Melinda Liu
|
Oct 10, 2008 08:07 PM
Sometimes so many headlines relate to China in so many different
ways that only a list can do them justice. Or maybe I just want to save
time and space, rather than create lenthy and tortuous transitions to
link these disparate threads together. Here's China by the numbers,
from Oct. 10 headlines:
3.6 percent -- This is today's drop in the Shanghai Composite Index, and that's the good
news, if you can imagine it. Virtually everywhere else in Asia
plummeted even further, and Wall Street is headed for its worst week in
history. The Nikkei 225 stock index closed 9.6 percent lower. Hong
Kong's Hang Seng index dropped 7.2 percent. The ASX 1200 in Sydney
closed 8.3 percent down. KOSPI in Seoul fell 4.2 percent. India
swooned7.1 percent.
5 -- The number of members on the committee who today
announced the Nobel Peace Prize would go to former Finnish president
Martti Ahtisaari for his diplomatic efforts to resolve conflicts from
Africa to Aceh. Chinese authorities were pleased that the prize did
not go to imprisoned activist Hu Jia; they had indicated Hu was not the
"right person" to be honored in such a way, after his name had been
mentioned as a top contender.
27 -- Total for the number of people arrested so far in
China's tainted milk scandal, in which four infants have died and more
than 53,000 have been sickened by milk formula containing the
industrial chemical melamine. Today the state-run Xinhua News Agency
warned that "Law-breaking producers will be blacklisted and outed
publicly."
800 million, approximately -- The number of farmers who will
be affected by reforms affecting rural land use rights, currently being
debated at an Oct. 9-12 communist party plenum. Today state media
trumpeted rural land reform as topping the meeting's agenda. New
measures are slated to make it easier for farmers to lease or transfer
management rights for land, which is technically owned by the state
(actually by local administrative units) and contracted to individuals
or families.
17 -- The number of Chinese Uighur Muslims who've been held
for years at the U.S. naval base at Guantanamo Bay, Cuba. A U.S.
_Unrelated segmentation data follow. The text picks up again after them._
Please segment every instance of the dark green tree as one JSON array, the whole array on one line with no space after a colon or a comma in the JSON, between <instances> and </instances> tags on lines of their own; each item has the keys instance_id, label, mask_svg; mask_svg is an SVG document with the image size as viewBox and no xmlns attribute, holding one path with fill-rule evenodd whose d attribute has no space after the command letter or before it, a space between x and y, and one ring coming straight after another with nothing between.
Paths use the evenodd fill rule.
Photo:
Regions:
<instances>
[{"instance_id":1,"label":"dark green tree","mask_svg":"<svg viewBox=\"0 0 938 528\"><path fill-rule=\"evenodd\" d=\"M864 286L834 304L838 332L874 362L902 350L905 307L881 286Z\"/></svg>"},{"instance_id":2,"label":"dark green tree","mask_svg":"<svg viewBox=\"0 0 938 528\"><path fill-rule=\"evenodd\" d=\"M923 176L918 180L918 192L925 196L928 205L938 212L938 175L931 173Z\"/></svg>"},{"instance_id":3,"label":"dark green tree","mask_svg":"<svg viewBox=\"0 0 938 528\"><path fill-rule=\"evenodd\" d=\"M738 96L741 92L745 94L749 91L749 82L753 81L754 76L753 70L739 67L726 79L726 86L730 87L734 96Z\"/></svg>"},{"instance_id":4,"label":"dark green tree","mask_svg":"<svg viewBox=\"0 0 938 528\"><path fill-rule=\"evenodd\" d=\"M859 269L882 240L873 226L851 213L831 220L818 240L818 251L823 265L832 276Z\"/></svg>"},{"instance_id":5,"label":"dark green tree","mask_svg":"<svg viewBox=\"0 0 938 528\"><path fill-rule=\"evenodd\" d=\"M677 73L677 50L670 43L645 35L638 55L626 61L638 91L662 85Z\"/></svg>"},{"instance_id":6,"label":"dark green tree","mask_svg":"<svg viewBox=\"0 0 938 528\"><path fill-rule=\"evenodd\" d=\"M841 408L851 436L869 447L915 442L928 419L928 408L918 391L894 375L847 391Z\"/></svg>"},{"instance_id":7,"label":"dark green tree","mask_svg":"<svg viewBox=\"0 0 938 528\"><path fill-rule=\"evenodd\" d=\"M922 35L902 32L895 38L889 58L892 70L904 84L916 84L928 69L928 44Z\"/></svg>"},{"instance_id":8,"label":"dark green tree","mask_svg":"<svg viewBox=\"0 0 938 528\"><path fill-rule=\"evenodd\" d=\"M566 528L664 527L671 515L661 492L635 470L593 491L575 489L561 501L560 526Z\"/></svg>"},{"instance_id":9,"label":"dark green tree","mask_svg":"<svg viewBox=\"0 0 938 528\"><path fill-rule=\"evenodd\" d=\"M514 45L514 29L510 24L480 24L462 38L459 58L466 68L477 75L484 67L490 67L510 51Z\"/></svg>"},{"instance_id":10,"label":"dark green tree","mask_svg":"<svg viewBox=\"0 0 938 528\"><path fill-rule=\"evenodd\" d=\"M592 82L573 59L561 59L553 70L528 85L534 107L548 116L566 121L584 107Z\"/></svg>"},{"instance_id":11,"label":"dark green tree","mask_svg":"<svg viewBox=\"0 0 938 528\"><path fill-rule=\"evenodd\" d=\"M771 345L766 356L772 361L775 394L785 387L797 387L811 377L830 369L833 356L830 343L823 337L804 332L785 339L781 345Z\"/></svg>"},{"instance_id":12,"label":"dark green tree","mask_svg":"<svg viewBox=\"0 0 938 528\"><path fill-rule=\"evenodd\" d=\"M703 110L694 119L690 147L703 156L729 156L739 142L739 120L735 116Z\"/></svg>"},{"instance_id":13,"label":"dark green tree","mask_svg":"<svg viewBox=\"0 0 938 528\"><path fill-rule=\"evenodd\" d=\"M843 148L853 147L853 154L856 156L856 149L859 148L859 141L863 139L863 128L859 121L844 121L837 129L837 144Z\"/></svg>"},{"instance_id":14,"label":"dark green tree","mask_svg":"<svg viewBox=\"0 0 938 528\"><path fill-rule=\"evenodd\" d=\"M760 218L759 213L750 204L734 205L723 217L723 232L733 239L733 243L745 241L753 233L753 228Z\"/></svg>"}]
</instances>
district judge in Washington D.C., Ricardo M. Urbina, had ordered them
to be released and flown to his courtroom today, when he would discuss
logistics for their release to supporters in the area. However a
Federal appeals court intervened to block the decision -- much to the
relief of the Chinese government, which had enthusiastically supported
the U.S. "war against terror" because it justified a crackdown against
Uighur separatist in China's far Western Xinjiang region. The
paradoxical twist here is that these 17 Uighurs -- who'd
been captured in alleged terrorist training camps in Pakistan -- have
been cleared from suspicion of being anti-U.S. "enemy combatants",
but Washington is reluctant to repatriate them to China for fear that
they'll be tortured back home.
73 years -- The age of the exiled Tibetan leader the Dalai
Lama, who was hospitalized in New Delhi today suffering from
gallstones. Representatives of the Dalai Lama have been involved in
delicate talks with Chinese authorities about his campaign for greater
cultural and religious autonomy for Tibetans. The exiled leader's state
of health had taken great importance after serious anti-Chinese riots
broke out in Lhasa and other Tibetan communities in March. Many Chinese
officials seem to believe Tibetan unrest will fade away after the death
of the Dalai Lama. But a number of Tibet-watchers in the West assert
that he is the key to a lasting resolution of anti-Chinese ferment on
the roof of the world -- and that more extreme Tibetan activists will
have more clout if he passes away before an agreement is reached.